Evans isn’t alone by a long shot. The U.S. is about to face what has to be one of the more cruel and ironic policy failures of the pandemic.
Millions of Americans, already struggling financially, could be hit with a huge tax bill because they received unemployment benefits last year.
Unbelievably, because of the $600 weekly federal pandemic benefits, recipients’ tax bills for 2020 could reach into the thousands.
That’s according to a report released last week by The Century Foundation and based on anecdotal evidence provided by unemployed workers.
Georgetown Law School professor and the Foundation report’s co-author Brian Galle said households could see tax bills between $1,000 and $2,000.
Some bills could reach as high as $3,000, and others who may not owe money won’t get the level of refunds they were expecting. And most of these people still don’t have jobs.
Galle added, “Asking people who are out of work to dig into their pockets and come up with another $3,000 when they’re already having trouble paying rent…is just a bad combination of events.”
The tax bills are coming as a big surprise to most people. As Peck asks, “Who would think that the government would tax the money it provided to help people avoid going broke” in the first place?
WHY KEEP TAXING BENEFITS?
Other federal benefits — like those provided by the Supplemental Nutrition Assistance Program (formerly Food Stamps) — aren’t taxed like this.
In fact, unemployment benefits weren’t taxed at all (by the IRS anyway) until 1978.
That’s when members of Congress were warned by economist Marty Feldstein and others that if jobless payments weren’t taxed like income, workers would have an “incentive” to stay unemployed.
Sound familiar? Feldstein also believed that Social Security discouraged people from saving for retirement and that tax cuts for the rich trickled down to the working classes — both proven to be false.
Peck argues that the reasoning behind taxing unemployment
benefits theory is wrong. First, most people aren’t aware that the payments are even taxed (states have to do a better job of informing recipients of that).

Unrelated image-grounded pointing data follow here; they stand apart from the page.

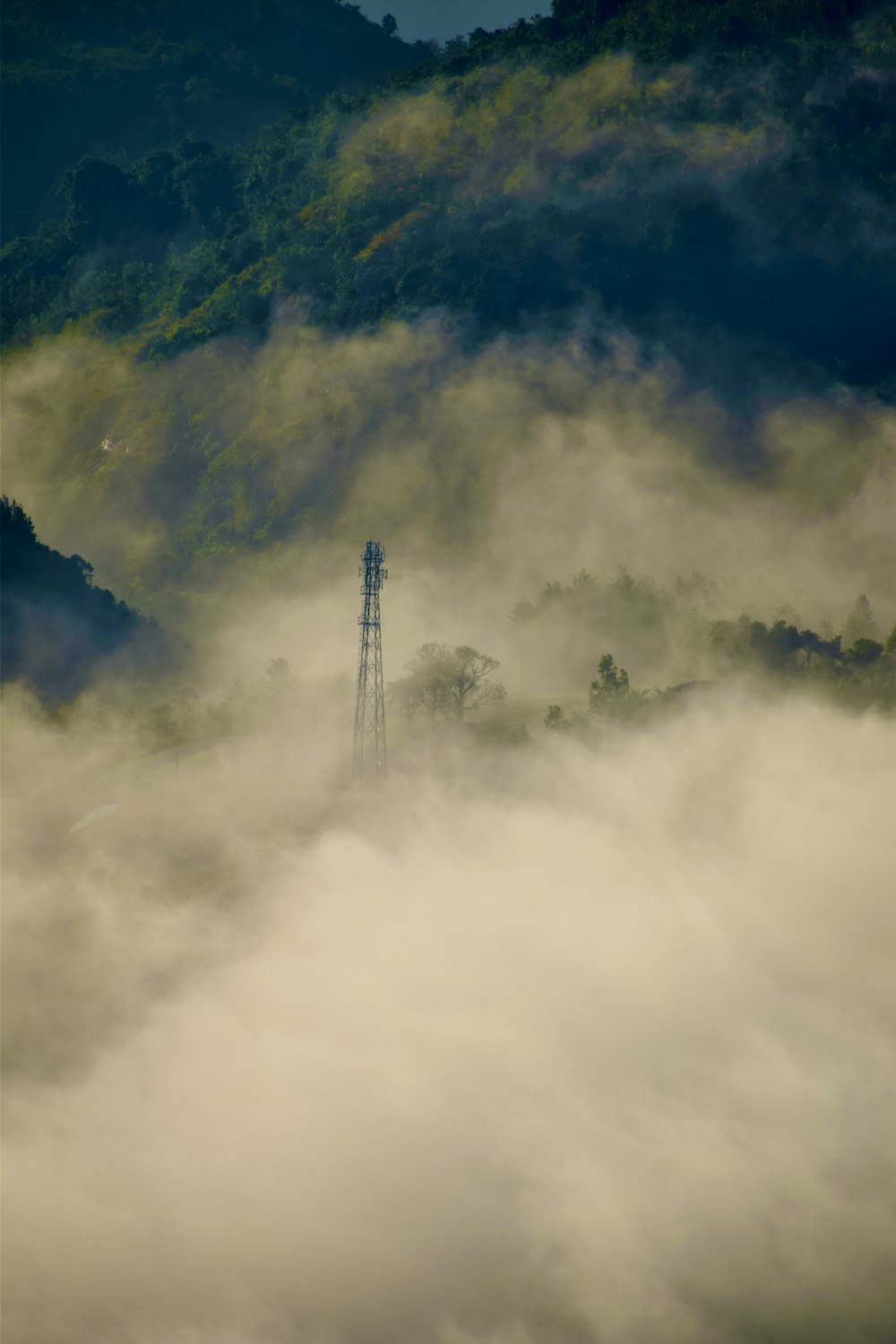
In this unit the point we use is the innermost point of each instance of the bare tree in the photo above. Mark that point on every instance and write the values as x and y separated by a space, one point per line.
446 682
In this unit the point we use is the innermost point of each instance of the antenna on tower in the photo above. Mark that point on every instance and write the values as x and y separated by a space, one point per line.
368 757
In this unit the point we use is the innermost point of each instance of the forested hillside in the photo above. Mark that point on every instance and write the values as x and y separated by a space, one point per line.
724 168
58 629
659 237
124 80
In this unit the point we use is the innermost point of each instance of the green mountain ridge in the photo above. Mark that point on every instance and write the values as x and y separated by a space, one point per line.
520 179
121 81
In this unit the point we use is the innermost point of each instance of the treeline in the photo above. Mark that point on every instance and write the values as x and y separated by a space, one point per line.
58 629
123 81
742 195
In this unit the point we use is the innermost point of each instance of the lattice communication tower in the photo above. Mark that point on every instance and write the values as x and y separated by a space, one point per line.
368 757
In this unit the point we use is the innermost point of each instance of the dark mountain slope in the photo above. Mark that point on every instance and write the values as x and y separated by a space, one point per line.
58 629
125 78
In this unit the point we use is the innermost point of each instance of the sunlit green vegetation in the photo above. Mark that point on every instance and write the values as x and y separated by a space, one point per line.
516 177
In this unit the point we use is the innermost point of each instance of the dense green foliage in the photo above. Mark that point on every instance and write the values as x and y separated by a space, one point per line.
734 207
124 80
657 624
58 629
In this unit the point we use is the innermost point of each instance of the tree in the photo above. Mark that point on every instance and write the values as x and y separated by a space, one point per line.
610 694
860 623
446 682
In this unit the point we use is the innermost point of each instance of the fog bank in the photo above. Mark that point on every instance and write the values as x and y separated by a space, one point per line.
595 1047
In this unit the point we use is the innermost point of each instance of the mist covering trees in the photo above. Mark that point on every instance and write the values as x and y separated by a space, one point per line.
202 234
445 683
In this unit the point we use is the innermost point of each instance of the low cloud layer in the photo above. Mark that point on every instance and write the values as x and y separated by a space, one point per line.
597 1047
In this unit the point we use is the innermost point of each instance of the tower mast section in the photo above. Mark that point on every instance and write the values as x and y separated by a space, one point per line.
368 755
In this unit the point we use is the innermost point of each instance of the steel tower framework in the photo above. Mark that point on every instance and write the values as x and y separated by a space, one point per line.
368 757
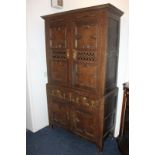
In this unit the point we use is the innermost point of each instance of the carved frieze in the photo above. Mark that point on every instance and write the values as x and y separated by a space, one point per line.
74 98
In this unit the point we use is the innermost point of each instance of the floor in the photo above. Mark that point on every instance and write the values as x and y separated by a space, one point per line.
57 141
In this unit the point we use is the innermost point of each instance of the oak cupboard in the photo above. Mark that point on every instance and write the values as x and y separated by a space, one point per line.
82 58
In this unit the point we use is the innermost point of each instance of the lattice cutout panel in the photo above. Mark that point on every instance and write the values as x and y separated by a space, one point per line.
86 56
59 56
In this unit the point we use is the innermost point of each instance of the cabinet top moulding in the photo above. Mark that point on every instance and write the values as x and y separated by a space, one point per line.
109 7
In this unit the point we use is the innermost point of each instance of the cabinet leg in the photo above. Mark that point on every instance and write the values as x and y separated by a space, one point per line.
51 126
100 147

Plus, she adds, plenty of research suggests that unemployment benefits don’t keep people from working. But they do keep them in many cases from going under.
And during a pandemic, much of the point of expanded unemployment benefits was to incentivize people to work at home to prevent the virus from spreading.
Usually, taxing unemployment benefits aren’t a big issue, because people are unemployed for a few weeks and don’t get enough UI to owe anything back in taxes.
But in a recession — especially a deep one like we’ve been in — when people are out of work for longer periods of time, it’s an issue.
In 2009, facing this very problem, Congress exempted about $2,000 of benefits from taxes. They should do it again.
If not exempting all UI benefits from federal taxes during a recession or pandemic, why not exempt a portion of benefits, based on an individual’s adjusted gross income — similar to how social security benefits are taxed.
The scale of the current jobless crisis is far worse than even during the Great Recession.
At the peak last April, the headline unemployment rate hit a record 14.7% (some like ShadowStats.com say it was over double that).
Yes, it’s fallen since then, but over 20 million Americans remain jobless today and, all the while, income inequality continues to widen.
And now many households are in danger of losing their homes and not being able to put food on the table for their families.
Surely, Uncle Sam can afford a little more spare change…can’t he?